Nach Wimbledon hab ich als Statistik-Nerd ein wenig recherchiert und auf tennis-wetten.eu tolle Sachen gefunden: Die längste Siegesserie gehört Guillermo Vilas (46 Siege), niemand war länger auf Nr. 1 als Novak Djokovic (390 Wochen), der mit 24 auch die meisten Grand Slam Titel gewonnen hat. •Wimbledon Rekordchampion ist Roger Federer (8 Titel), French Open Rekordsieger Rafael Nadal (14 Titel, unpackbar), Australian Open Rekordchampion wieder Novak Djokovic (10 Titel) und US Open Rekordsieger sind Jimmy Connors, Pete Sampras, Roger Federer (je 5 Titel).

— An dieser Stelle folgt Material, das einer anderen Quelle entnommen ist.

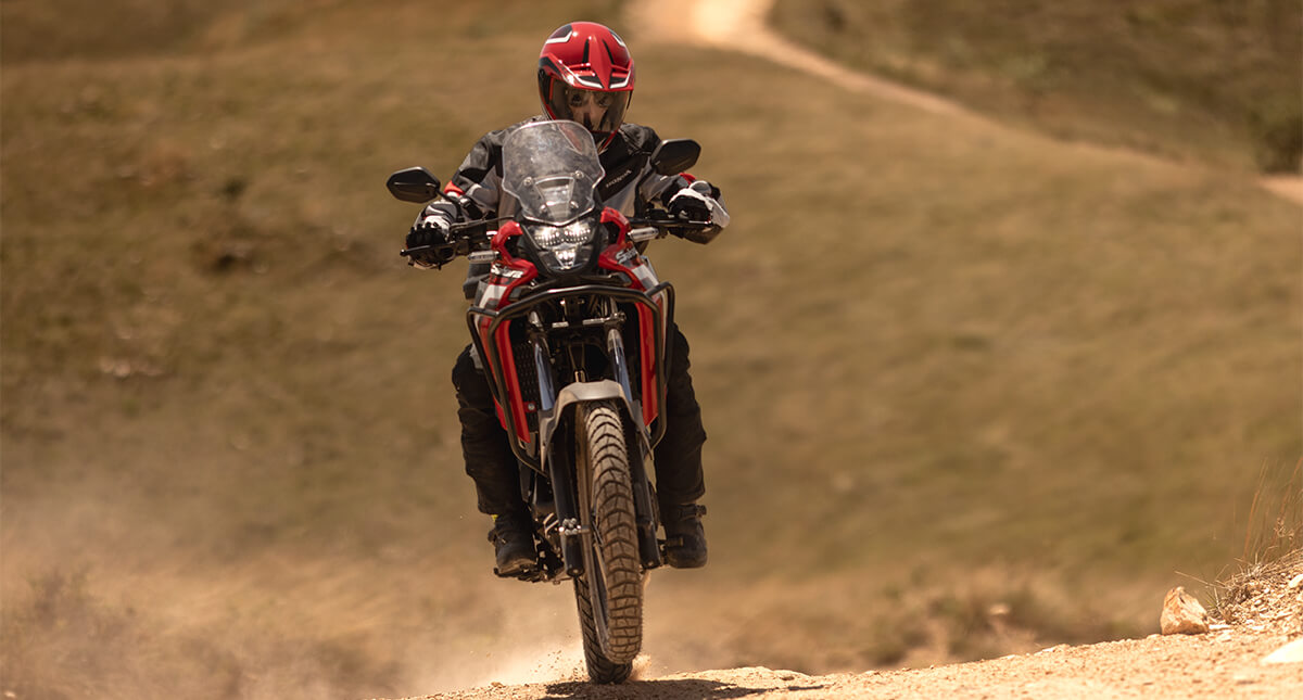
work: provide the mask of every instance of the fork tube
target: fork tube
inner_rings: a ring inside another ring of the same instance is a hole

Es ist wieder Djokovic, der bei den ATP Finals den Rekord hält (7), die meisten Turniersiege holte Jimmy Connors (109 Titel). Spannend auch folgendes: Kürzestes Match: Clavet – Shan bei den Shanghai Open 2001 (25 min), längstes (und wohl legendärstes) Match Isner – Mahut am 22. Juni 2010 (11h 5min). Keine Ahnung hatte ich, dass der härteste Aufschlag vom Schläger von Samuel Groth (263 km/h) kam. Was ich wiederum wusste ist die beste Jahresbilanz: John McEnroe 1984 (82 Siege zu 3 Niederlagen). Big Mac war eine erste grosse Aktivität von mir als Fanboy.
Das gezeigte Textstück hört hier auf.